Most fair-minded people are opposed to discrimination, but Mr Biden’s executive order on this issue is controversial, and may be problematic: “Children should be able to learn without worrying whether they will be denied access to the restroom, the locker room or school sport.” Feminists, and women in sport, are concerned that in allowing individuals who were born males access to women’s facilities – and competing with those born females in sport – this will rebound against women. A hashtag #Bidenerasedwomen emerged to make this point.
All human persons are deserving of respect, and those with body dysmorphia – convinced that they were born into the wrong sex – should be included. Yet the fact remains that a sportsperson born male will almost always have a physical advantage over those born female, even after a sex change. That is why most sports are segregated by sex (with the noted exception, as Princess Anne once drily pointed out, “those that involve a horse”).
Football teams, rugby teams, baseball teams, or any other team do not mingle men and women equally – because of different physical capacity and musculature. Even tennis ‘mixed doubles’ must be composed of a male and female on each side, to balance out the comparative physical differences. That, however, is not recognised in the new president’s executive order, which seems to favour political ‘wokeness’ before women’s best interest.
Little optimism over lockdown alcholism
A report in Britain last weekend indicated that during lockdown mental health problems were up by 40%: most people were eating more and piling on the weight: and most people were drinking more too.
I dread to think of the increases in alcoholism we may see as an outcome of lockdown. Alcoholics, who have few enough sources of help for their addiction, can’t go to AA meetings during present conditions – and Zooming negates the crucial principle of anonymity. Neither can they do the things that alcohol counsellors often advise when the craving for liquor becomes overwhelming – go for a drive, go for a long walk somewhere distracting, go out for a coffee with a friend, go to the cinema.

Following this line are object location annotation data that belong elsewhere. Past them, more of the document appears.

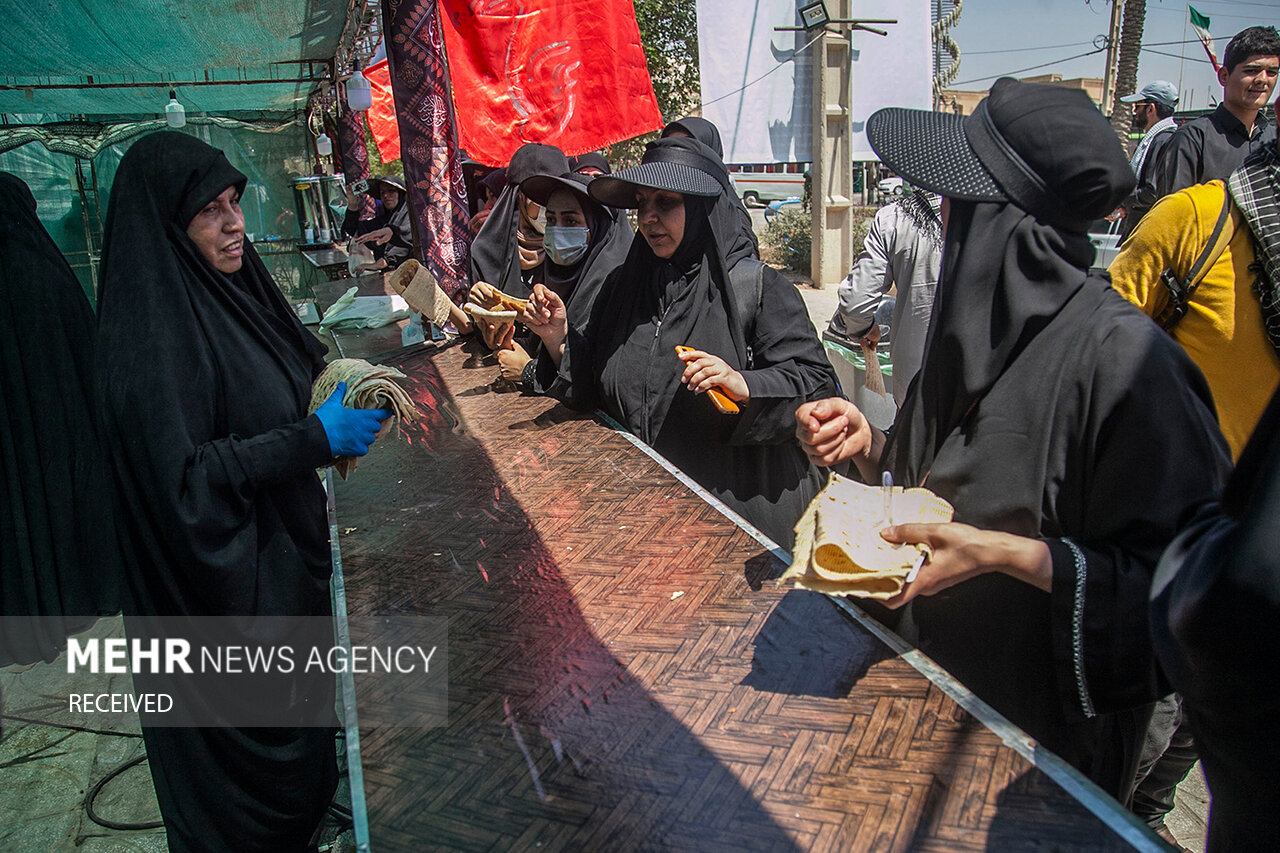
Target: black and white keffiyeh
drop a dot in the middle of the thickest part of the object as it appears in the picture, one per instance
(1255, 188)
(924, 209)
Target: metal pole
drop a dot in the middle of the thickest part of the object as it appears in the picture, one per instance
(1109, 77)
(832, 170)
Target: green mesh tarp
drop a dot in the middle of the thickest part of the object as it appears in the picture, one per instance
(74, 218)
(83, 45)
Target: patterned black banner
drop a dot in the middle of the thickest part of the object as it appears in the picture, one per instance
(429, 149)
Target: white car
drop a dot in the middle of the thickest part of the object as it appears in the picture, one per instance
(892, 186)
(1105, 237)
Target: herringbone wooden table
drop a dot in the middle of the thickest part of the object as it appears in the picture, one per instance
(594, 708)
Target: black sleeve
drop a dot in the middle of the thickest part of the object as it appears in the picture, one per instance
(1146, 195)
(1182, 160)
(789, 365)
(1157, 454)
(574, 383)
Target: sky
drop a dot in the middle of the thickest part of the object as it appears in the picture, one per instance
(1001, 37)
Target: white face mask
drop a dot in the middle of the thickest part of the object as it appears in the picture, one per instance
(566, 245)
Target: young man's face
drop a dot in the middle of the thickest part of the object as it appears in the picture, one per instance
(1144, 115)
(1249, 85)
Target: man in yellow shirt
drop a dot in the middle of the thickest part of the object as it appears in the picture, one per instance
(1224, 329)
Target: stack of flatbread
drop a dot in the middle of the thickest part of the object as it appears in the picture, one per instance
(839, 548)
(421, 291)
(368, 387)
(490, 304)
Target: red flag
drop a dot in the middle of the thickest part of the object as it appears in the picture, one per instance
(568, 73)
(382, 114)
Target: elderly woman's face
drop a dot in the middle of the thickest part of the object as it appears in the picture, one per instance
(662, 219)
(218, 232)
(565, 210)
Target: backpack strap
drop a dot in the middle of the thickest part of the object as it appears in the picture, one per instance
(746, 286)
(1180, 291)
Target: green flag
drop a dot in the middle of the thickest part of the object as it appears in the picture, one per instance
(1200, 23)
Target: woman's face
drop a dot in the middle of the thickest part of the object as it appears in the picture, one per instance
(662, 219)
(565, 210)
(218, 232)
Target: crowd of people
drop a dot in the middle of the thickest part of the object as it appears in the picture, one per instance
(1098, 587)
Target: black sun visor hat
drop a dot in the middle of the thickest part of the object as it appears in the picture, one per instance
(1045, 149)
(666, 165)
(391, 181)
(539, 187)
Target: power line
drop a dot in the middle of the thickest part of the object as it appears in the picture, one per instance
(1191, 59)
(796, 51)
(1020, 71)
(1016, 50)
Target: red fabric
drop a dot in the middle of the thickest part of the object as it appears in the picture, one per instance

When I was quitting alcohol back in the 1990s, the cinema was my saviour. The point about alcohol is that it is a form of escape – it is getting you out of your own head and into a fantasy world. Whenever I felt the urge for that gin-and-tonic, I’d take myself off to see a movie.

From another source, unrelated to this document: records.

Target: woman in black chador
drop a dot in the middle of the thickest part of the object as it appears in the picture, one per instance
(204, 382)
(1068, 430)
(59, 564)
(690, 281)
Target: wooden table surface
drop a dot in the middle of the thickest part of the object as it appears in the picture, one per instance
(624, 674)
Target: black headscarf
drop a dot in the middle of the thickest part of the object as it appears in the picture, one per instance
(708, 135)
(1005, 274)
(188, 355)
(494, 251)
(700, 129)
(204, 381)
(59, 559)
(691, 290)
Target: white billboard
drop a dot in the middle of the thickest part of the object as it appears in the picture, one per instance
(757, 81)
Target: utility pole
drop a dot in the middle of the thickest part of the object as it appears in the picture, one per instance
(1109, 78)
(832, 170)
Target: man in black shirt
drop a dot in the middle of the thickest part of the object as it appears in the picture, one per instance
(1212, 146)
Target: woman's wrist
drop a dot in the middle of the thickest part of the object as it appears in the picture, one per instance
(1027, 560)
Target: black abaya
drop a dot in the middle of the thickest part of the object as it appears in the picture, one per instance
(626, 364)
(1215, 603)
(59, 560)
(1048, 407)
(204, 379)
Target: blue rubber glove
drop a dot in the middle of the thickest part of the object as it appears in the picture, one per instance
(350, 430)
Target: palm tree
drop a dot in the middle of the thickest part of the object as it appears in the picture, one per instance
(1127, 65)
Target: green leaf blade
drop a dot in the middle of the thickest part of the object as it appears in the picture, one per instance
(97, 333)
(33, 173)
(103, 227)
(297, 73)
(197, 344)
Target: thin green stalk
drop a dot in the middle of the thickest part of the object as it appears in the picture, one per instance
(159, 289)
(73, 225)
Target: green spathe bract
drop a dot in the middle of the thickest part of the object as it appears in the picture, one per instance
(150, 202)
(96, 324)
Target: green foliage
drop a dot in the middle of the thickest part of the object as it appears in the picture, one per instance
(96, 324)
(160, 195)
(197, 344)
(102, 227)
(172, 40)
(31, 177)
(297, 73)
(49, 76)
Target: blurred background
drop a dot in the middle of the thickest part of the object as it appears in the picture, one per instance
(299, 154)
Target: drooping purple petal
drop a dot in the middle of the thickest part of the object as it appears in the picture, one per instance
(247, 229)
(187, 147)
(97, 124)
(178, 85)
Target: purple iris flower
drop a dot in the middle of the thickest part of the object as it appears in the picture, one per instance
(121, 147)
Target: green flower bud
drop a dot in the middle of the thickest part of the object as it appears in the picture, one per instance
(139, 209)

Yes, you can see a movie online these days: but a computer screen is not the same as getting out of your own environment.
I am, nowadays, involved with an alcohol addiction problem within my own family, and it has got much worse with lockdown. There are no outside agencies to help, and the alcoholic broods, ever more intensely, on the demons tormenting him, reaching for the only remedy he knows – the bottle. The sorrow and the pity are inexpressible.